The embodiment of the present invention additionally provides a kind of computer-readable storage medium, for storing the instruction of embodied on computer readable, institute Stating instruction includes：Video is segmented, the instruction of multiple segmenting videos is obtained；Respectively to multiple segmenting videos in each segmentation Video is sampled, and obtains the instruction of the original image and light stream picture of each segmenting video；It is utilized respectively spatial domain convolutional Neural net Network is processed to the original image of each segmenting video, obtains the instruction of the spatial domain preliminary classification result of each segmenting video；And It is utilized respectively convolution neutral net to process the light stream picture of each segmenting video, obtains at the beginning of the time domain of each segmenting video The instruction of step classification results；Integrated treatment is carried out to the spatial domain preliminary classification result of multiple segmenting videos, the spatial domain of video is obtained The instruction of classification results；And integrated treatment is carried out to the time domain preliminary classification result of multiple segmenting videos, obtain video when The instruction of domain classification results；Spatial domain classification results and time domain result are carried out with fusion treatment, the classification results of video are obtained Instruction.

In addition, the embodiment of the present invention additionally provides a kind of computer equipment, including：

Memorizer, stores executable instruction；

In this specification, each embodiment is described by the way of progressive, and what each embodiment was stressed is and which The difference of its embodiment, same or analogous part cross-reference between each embodiment.For system embodiment For, it is substantially corresponding with embodiment of the method due to which, so description is fairly simple, portion of the related part referring to embodiment of the method Defend oneself bright.

Methods and apparatus of the present invention, equipment may be achieved in many ways.For example, software, hardware, firmware can be passed through Or any combinations of software, hardware, firmware are realizing methods and apparatus of the present invention, equipment.The step of for methods described Said sequence merely to illustrate, be not limited to order described in detail above the step of the method for the present invention, unless with Alternate manner is illustrated.Additionally, in certain embodiments, also the present invention can be embodied as recording journey in the recording medium Sequence, these programs are included for realizing the machine readable instructions of the method according to the invention.Thus, the present invention also covers storage and uses In the recording medium of the program for performing the method according to the invention.

Description of the invention is given for the sake of example and description, and is not exhaustively or by the present invention It is limited to disclosed form.Many modifications and variations are obvious for the ordinary skill in the art.Select and retouch It is, for the principle and practical application that more preferably illustrate the present invention, and one of ordinary skill in the art is managed to state embodiment The present invention is solved so as to design the various embodiments with various modifications for being suitable to special-purpose.

Claims

1. a kind of video classification recognition methodss, it is characterised in that include：

Video is segmented, multiple segmenting videos are obtained；

Respectively to multiple segmenting videos in each segmenting video sample, obtain the original image and light flow graph of each segmenting video Picture；

The original image of each segmenting video is processed to obtain the spatial domain classification results of the video using spatial domain convolutional neural networks； And using each segmenting video of convolution Processing with Neural Network light stream picture obtaining the time domain result of the video；

The spatial domain classification results and the time domain result are carried out with fusion treatment, the classification results of the video are obtained.

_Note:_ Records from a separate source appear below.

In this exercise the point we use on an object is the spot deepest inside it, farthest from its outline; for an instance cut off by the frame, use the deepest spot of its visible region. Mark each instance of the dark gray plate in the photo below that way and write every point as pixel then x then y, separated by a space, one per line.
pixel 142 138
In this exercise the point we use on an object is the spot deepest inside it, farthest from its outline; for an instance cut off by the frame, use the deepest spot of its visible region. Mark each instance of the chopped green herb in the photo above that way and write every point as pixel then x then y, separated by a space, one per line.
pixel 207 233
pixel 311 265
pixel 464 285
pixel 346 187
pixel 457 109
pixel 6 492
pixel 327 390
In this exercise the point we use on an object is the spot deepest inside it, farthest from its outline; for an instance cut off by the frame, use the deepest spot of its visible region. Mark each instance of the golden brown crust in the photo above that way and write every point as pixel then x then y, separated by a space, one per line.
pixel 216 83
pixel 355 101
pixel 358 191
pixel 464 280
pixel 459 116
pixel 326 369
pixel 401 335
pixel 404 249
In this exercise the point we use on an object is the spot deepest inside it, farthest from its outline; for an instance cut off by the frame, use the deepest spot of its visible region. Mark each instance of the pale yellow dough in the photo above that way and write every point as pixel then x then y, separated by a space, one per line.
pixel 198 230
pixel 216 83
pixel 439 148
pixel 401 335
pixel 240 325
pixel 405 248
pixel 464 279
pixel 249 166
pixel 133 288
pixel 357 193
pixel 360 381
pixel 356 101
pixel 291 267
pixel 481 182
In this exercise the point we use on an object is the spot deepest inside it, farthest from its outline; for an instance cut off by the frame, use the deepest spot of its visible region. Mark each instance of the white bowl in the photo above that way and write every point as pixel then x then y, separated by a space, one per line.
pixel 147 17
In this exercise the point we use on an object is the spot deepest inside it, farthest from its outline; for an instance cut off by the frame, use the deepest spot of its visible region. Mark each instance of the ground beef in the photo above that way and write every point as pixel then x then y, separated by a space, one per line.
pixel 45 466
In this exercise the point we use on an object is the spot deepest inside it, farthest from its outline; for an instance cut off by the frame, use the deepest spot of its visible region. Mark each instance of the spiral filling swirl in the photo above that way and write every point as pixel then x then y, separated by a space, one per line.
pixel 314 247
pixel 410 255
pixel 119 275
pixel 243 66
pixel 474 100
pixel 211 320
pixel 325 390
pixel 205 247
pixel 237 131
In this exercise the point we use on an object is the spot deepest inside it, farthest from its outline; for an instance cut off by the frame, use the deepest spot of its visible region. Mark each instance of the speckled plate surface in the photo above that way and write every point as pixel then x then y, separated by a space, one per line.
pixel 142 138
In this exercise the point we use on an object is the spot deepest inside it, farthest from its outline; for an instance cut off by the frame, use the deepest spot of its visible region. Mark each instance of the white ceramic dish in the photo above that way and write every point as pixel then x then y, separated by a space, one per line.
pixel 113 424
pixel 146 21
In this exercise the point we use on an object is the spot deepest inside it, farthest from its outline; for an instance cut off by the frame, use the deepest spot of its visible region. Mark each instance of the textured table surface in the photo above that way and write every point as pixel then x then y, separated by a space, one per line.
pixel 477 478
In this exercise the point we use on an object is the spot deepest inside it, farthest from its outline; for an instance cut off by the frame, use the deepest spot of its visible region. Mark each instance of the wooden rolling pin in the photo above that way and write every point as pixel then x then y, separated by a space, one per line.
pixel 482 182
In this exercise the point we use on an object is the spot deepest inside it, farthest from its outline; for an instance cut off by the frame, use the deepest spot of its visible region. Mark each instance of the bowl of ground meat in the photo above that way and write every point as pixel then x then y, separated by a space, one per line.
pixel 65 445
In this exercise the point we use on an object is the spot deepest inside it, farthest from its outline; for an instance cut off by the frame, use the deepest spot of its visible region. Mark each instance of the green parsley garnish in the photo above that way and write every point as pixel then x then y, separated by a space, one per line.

2. method according to claim 1, it is characterised in that described segmentation is carried out to video to include：

3. method according to claim 1 and 2, it is characterised in that the original image of each segmenting video of the acquisition includes：

4. method according to claim 1 and 2, it is characterised in that the light stream picture of each segmenting video of the acquisition includes：

5. method according to claim 4, it is characterised in that the smooth stream picture be based on 8 bitmaps, totally 256 from The gray level image of scattered color range, the intermediate value of the gray level image is 128.

6. the method according to claim 4 or 5, it is characterised in that described respectively from the company of randomly selecting in each segmenting video Continuous multiple image, the light stream picture for obtaining each segmenting video include：

It is respectively directed to each segmenting video：Continuous N two field pictures are randomly selected from each segmenting video；Wherein, N is more than 1 Integer；And

The every adjacent two field pictures being based respectively in the N two field pictures are calculated, and obtain N-1 group light stream pictures, the N-1 Each group of light stream picture in group light stream picture includes a frame lateral light stream picture and frame longitudinal direction light stream picture respectively.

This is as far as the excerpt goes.